Devon DAAT will advertise the service locally
The service- Issuing the equipment (& paraphernalia)
10.  Greet the client and ask about their requirements.
The service is available to all regardless of gender, race, religion, disability, sexuality, age, lifestyle or homelessness.
Treat clients in a professional manner. Maintain dignity of clients using the scheme and this will help ensure they continue to use the scheme.
Note; Clients may receive what they ask for except in the following circumstances
·  Stock levels would be so depleted so as to affect the supply to other clients
·  If stocks are not available, an onward referral is made to a specialised service (see Signposting information supplied by PCT)
The service-Return of equipment
11.  Request returns from client on every visit.
Although note: supply of clean equipment is not conditional to the return of used equipment at every visit.
Record Keeping
12.  Fill out the record keeping sheet neatly(supplied as part of the service agreement) each time a client uses the service. All columns to be completed and totalled up in each sheet. A separate sheet is to be used each month.
13.  Return the record sheet on a monthly basis to the Devon DAAT for payment.
PROCEDURE / RESPONSIBILITY
Clinical waste
14.  Sharp bins must be stored away from the general Public area for health & safety reasons.
15.  Storage containers provided by the DAAT commissioned clinical waste disposal service should be used to store returned used equipment
16.  On collection sign the transfer note, and hold a copy for two years.
Patient Confidentiality and Complaints
17.  Comply with the Data Protection Act 1984 and Access to health Records Act 1990.
18.  Clearly display and make available information on how and who clients should contact to make a complaint
DEALING WITH SPILLAGES (BLOOD & BODY FLUIDS)
1.  Keep the required equipment Spillage kit, in the pharmacy
2.  Ensure staff are appropriately trained
3.  Ensure area where spillage has occurred is cleaned up as soon as possible. Wear Disposable gloves and a plastic apron. Place gloves, apron and paper towels used in clinical waste bag & seal.
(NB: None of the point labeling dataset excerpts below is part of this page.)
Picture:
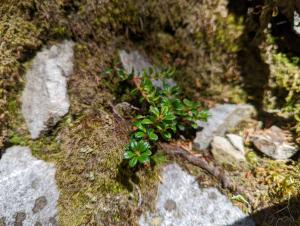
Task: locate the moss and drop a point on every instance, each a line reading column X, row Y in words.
column 284, row 85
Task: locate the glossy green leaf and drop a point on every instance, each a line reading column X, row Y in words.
column 146, row 121
column 133, row 162
column 139, row 134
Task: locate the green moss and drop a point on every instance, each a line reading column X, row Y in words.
column 285, row 85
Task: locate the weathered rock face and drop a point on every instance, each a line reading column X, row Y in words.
column 273, row 142
column 45, row 99
column 28, row 192
column 224, row 152
column 135, row 62
column 237, row 142
column 180, row 201
column 223, row 117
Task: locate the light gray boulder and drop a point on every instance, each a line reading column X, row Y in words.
column 28, row 191
column 135, row 62
column 224, row 152
column 45, row 98
column 273, row 142
column 223, row 118
column 181, row 202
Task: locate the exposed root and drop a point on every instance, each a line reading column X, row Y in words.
column 216, row 171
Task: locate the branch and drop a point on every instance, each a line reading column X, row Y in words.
column 216, row 171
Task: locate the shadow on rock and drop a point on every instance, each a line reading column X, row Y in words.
column 284, row 214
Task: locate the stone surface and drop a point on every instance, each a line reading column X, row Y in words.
column 236, row 141
column 45, row 99
column 223, row 117
column 135, row 62
column 224, row 152
column 274, row 143
column 181, row 202
column 28, row 191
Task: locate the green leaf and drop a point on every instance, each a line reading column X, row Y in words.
column 148, row 152
column 133, row 144
column 147, row 121
column 170, row 117
column 167, row 135
column 128, row 155
column 139, row 125
column 152, row 136
column 164, row 109
column 139, row 134
column 133, row 162
column 195, row 125
column 144, row 159
column 154, row 110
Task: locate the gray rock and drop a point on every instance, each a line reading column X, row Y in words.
column 274, row 143
column 45, row 99
column 296, row 25
column 223, row 117
column 237, row 142
column 181, row 202
column 224, row 152
column 135, row 62
column 28, row 191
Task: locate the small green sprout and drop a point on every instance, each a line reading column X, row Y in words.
column 166, row 113
column 138, row 152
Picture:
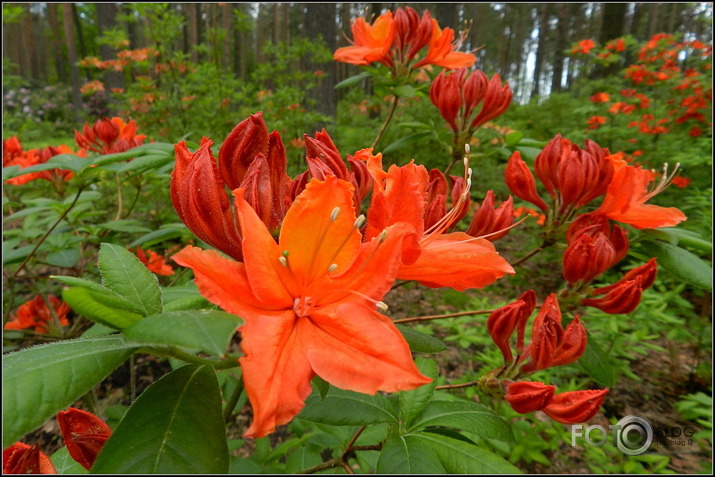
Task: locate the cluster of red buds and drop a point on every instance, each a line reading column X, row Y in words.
column 84, row 435
column 255, row 160
column 551, row 345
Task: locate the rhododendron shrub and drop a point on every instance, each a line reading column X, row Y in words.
column 271, row 295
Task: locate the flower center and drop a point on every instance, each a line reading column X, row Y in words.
column 302, row 306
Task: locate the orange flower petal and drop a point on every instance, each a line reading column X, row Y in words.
column 356, row 348
column 457, row 260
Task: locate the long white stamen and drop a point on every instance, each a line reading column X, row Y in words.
column 481, row 236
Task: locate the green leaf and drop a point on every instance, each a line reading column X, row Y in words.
column 40, row 381
column 676, row 236
column 406, row 141
column 348, row 408
column 125, row 225
column 352, row 80
column 596, row 364
column 459, row 457
column 405, row 91
column 682, row 264
column 123, row 273
column 421, row 342
column 513, row 138
column 466, row 416
column 105, row 308
column 174, row 427
column 413, row 402
column 208, row 331
column 145, row 163
column 64, row 258
column 65, row 464
column 408, row 455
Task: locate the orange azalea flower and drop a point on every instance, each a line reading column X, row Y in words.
column 35, row 314
column 154, row 262
column 441, row 50
column 21, row 458
column 371, row 43
column 309, row 302
column 456, row 260
column 627, row 194
column 600, row 98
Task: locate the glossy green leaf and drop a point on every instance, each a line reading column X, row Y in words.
column 413, row 402
column 40, row 381
column 459, row 457
column 104, row 308
column 174, row 427
column 208, row 331
column 420, row 342
column 408, row 455
column 466, row 416
column 596, row 364
column 145, row 163
column 65, row 464
column 123, row 273
column 682, row 264
column 352, row 80
column 347, row 408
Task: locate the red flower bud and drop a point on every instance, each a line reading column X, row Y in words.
column 575, row 406
column 622, row 299
column 487, row 220
column 573, row 343
column 21, row 458
column 520, row 181
column 503, row 321
column 199, row 197
column 84, row 435
column 528, row 396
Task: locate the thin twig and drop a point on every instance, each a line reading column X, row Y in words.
column 457, row 386
column 437, row 317
column 395, row 99
column 47, row 234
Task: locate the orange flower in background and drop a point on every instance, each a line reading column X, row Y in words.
column 600, row 98
column 154, row 262
column 627, row 194
column 84, row 435
column 21, row 458
column 309, row 303
column 35, row 314
column 584, row 46
column 107, row 136
column 371, row 43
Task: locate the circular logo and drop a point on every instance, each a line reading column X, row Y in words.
column 634, row 435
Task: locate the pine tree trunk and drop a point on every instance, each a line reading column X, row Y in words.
column 68, row 24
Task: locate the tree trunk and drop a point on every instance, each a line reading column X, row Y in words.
column 320, row 23
column 68, row 24
column 561, row 39
column 106, row 20
column 57, row 40
column 544, row 16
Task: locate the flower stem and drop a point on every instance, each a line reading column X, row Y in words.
column 437, row 317
column 47, row 234
column 390, row 113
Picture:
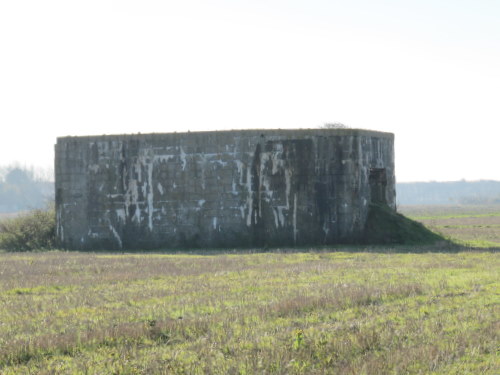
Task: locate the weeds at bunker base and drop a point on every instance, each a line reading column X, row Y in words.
column 220, row 189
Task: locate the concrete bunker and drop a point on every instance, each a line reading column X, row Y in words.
column 238, row 188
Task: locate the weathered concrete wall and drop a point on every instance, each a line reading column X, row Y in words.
column 220, row 189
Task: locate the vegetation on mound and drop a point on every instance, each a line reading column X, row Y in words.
column 385, row 226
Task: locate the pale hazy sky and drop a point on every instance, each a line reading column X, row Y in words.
column 427, row 70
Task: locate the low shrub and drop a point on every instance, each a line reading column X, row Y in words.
column 30, row 231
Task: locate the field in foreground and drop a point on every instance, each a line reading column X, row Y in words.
column 476, row 226
column 291, row 313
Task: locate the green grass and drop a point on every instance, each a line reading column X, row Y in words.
column 470, row 226
column 311, row 312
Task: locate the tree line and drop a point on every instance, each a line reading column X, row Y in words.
column 23, row 188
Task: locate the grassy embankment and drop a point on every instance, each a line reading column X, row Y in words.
column 317, row 312
column 474, row 226
column 304, row 313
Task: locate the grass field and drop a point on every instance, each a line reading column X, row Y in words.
column 293, row 313
column 347, row 310
column 477, row 226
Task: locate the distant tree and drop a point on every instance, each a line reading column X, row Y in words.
column 20, row 190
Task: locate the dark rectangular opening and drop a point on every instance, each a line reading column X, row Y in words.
column 378, row 185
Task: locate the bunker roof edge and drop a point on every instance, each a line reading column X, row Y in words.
column 246, row 132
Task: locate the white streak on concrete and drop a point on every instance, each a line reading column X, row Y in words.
column 249, row 197
column 150, row 196
column 94, row 168
column 121, row 215
column 183, row 158
column 288, row 186
column 240, row 166
column 295, row 231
Obtain information from PCT waste control lead on disposal.
4.  Wash hands thoroughly with soap and water.
REVIEW / PROCEDURE:
This will be reviewed when there are any major changes in the law affecting the supply process & paraphernalia. Or in the event of staff changes.
It will also be reviewed in the event of incidents.
In the absence of any of these events, it will be reviewed on or before the date shown below. / KNOWN RISKS:
1)  Locum Pharmacist
2)  New Clients
3)  Clients under 18 years of Age
4)  New Staff
PREPARED BY:
SIGNATURE:
DATE OF PREPARATION:
DATE EFFECTIVE FROM:
VERSION NUMBER:
DATE OF REVIEW:

STANDARD OPERATING PROCEDURE

Needle & Syringe Provision

I have signed to say that I have read the procedure and understand its implications.